Evolution and Biogeography of High Appalachian Rove Beetles (Staphylinidae)

Date of Award


Document Type


Degree Name

Doctor of Philosophy (PhD)


Plant and Environmental Science

Committee Chair/Advisor

Dr. Michael S. Caterino

Committee Member

Dr. Peter Adler

Committee Member

Dr. Juan Antonio Baeza Migueles

Committee Member

Dr. Stylianos Chatzimanolis


The southern Appalachian Mountains are a region of great species richness and a center of endemism in many taxa, including flightless arthropods. High elevation refugia have facilitated the persistence of ancient lineages (paleoendemism) and in situ speciation (neoendemism), but their ubiquity, timing, and relative importance is unknown.

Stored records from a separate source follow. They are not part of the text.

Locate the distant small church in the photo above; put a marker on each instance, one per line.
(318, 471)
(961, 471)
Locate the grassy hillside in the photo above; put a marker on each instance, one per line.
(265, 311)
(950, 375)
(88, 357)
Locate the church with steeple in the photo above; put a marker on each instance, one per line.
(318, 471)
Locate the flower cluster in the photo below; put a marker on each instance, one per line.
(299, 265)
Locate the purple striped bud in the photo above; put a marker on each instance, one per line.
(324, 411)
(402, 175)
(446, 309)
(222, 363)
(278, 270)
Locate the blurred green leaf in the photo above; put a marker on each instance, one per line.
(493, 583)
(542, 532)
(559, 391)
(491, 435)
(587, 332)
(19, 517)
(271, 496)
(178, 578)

Congruent patterns among co-distributed, but independent taxa might illuminate common drivers of Appalachian endemism. In this dissertation, I investigated the influence of allopatric speciation, geography, and paleoclimate events on the diversification of endemic species in two genera of rove beetles (Coleoptera, Staphylinidae), Lathrobium Gravenhorst and Ischnosoma Stephens, using an integrative morphological and molecular approach. The taxonomy of Nearctic Lathrobium was also reviewed. Phylogenetic inference, molecular clock analysis, and species delimitation analyses revealed a common pattern of allopatric cryptic speciation and deep genetic population structure in both genera and highlighted the phylogeographic influence of Quaternary climate events and river basins as barriers to dispersal. However, distributions and the timing and depth of divergences were inconsistent. The origins of endemic high Appalachian beetle diversity were complex and idiosyncratic, likely influenced by life history traits and stochasticity.